Willy Slick is a vendor in Corepunk. It has 1 known spawn location on the Kwalat map. It sells 603 items.
Willy’s hat ein Händchen dafür, Fische zu verkaufen, die längst über ihrem Zenit sind. Mit seinem geschwätzigen Verkaufstalent und zweifelhaftem Charme überzeugt er Kunden, dass sie einen “echten Fang” machen. Sein Markt ist gefüllt mit Fischen zweifelhafter Herkunft, wie dem berüchtigten “Chonkfish,” einem grotesk großen, aufgeblähten Wesen, von dem Willy schwört, es sei eine seltene Delikatesse. In Wirklichkeit ist es nur ein überfütterter Goldfisch, den er in großen Mengen aus einem Zoohandel gekauft hat.
Willy’s Verkaufstechniken sind so glitschig wie die Fische, die er verkauft. Er klebt auf alles ein "100% Frisch"-Etikett, selbst wenn es schon fast von allein davonschwimmt.
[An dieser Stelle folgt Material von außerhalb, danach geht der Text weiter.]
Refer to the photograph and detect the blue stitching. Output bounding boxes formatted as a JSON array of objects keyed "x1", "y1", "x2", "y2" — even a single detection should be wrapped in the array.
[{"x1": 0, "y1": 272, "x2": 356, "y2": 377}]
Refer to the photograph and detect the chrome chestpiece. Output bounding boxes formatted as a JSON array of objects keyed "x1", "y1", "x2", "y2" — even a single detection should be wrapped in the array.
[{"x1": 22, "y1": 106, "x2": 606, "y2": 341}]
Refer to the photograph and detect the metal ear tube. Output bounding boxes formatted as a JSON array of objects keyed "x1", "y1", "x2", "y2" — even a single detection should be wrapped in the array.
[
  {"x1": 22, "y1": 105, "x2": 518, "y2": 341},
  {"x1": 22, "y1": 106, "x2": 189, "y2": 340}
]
Er ist auch berüchtigt für absurde Behauptungen, um den Verkauf zu steigern, indem er etwa darauf besteht, dass seine “Special Sauce” (die eigentlich nur abgelaufene Mayonnaise mit Zitronensaft ist) “jeden Fisch so schmecken lässt, als wäre er gerade aus dem Ozean gesprungen.”
Hinter den Kulissen ist Willy’s immer am Rotieren und versucht, neue Tricks zu ersinnen, um seinen zweifelhaften Bestand loszuwerden. Er ist dafür bekannt, Fische zu färben, um sie exotischer wirken zu lassen, Sardinen als “Miniatur-Schwertfische” auszugeben und sogar einmal versucht zu haben, einen lebenden Hummer als “seltene Meereskaninchenrasse” zu verkaufen. Sein neuester Coup? Den Leuten weiszumachen, dass seine Fische tatsächlich Aphrodisiaka sind, was zu allerlei peinlichen Momenten führt, wenn Kunden versuchen, diese Theorie zu “testen.”
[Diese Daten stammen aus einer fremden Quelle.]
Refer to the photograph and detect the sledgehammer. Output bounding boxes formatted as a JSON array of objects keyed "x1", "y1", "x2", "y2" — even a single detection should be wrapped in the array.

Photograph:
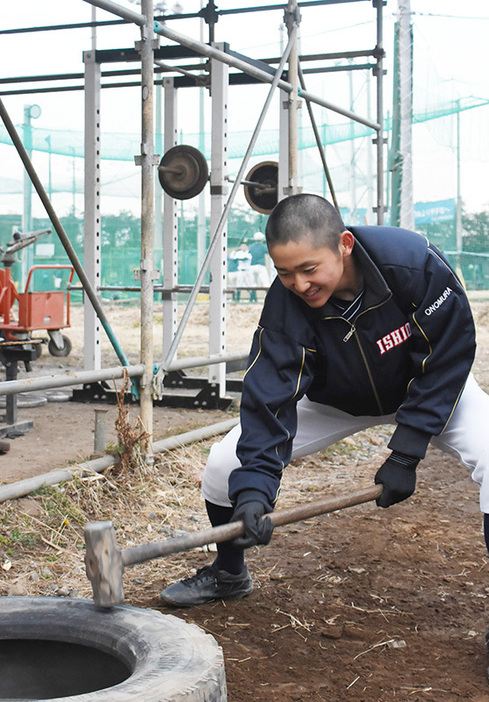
[{"x1": 84, "y1": 485, "x2": 382, "y2": 607}]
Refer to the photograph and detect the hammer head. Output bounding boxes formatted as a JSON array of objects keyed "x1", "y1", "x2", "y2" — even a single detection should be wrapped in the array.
[{"x1": 84, "y1": 522, "x2": 124, "y2": 607}]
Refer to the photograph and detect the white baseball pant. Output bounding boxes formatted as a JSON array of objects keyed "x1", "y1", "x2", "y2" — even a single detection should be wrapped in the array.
[{"x1": 202, "y1": 374, "x2": 489, "y2": 514}]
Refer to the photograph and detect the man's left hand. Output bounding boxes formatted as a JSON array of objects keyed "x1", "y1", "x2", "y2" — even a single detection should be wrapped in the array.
[
  {"x1": 375, "y1": 451, "x2": 419, "y2": 507},
  {"x1": 231, "y1": 490, "x2": 273, "y2": 548}
]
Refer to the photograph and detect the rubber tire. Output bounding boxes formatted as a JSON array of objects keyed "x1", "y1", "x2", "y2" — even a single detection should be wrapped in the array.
[
  {"x1": 0, "y1": 596, "x2": 227, "y2": 702},
  {"x1": 48, "y1": 334, "x2": 72, "y2": 358}
]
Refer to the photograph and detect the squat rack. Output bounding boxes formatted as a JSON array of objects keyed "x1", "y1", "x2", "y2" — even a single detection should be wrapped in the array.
[{"x1": 0, "y1": 0, "x2": 385, "y2": 458}]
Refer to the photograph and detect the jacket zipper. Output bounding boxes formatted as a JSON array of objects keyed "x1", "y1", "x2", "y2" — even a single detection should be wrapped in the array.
[
  {"x1": 343, "y1": 322, "x2": 357, "y2": 343},
  {"x1": 330, "y1": 302, "x2": 392, "y2": 414}
]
Willy’s hat eine überzogene Rivalität mit einem nahegelegenen veganen Markt namens "The Green Sea," wo er ständig Manöver durchführt, wie etwa heimlich Fischreste einzuschmuggeln oder Gerüchte zu verbreiten, ihr Grünkohl sei "fish-flavored." Die Besitzerin von The Green Sea, eine pedantische Gesundheitsfanatikerin namens Karen, versucht unentwegt, ihn auf frischer Tat zu erwischen, aber Slick Willy ist zu trickreich – zumindest meistens.
Trotz seiner zwielichtigen Machenschaften gibt es etwas merkwürdig Sympathisches an Willy. Er hat immer ein Zwinkern und ein Grinsen im Gesicht, und sein übersteigertes Selbstvertrauen wird nur von seiner völligen Schamlosigkeit überboten. Er ist überzeugt, dass er eines Tages reich werden wird, indem er das “nächste große Fisch-Ding” verkauft, was auch immer das sein mag. Bis dahin versucht er weiter, seinen fragwürdigen Fisch mit einem Funkeln in den Augen und einer Geldbörse zu verkaufen, die nur darauf wartet, mit unrechtmäßig erworbenem Gewinn gefüllt zu werden.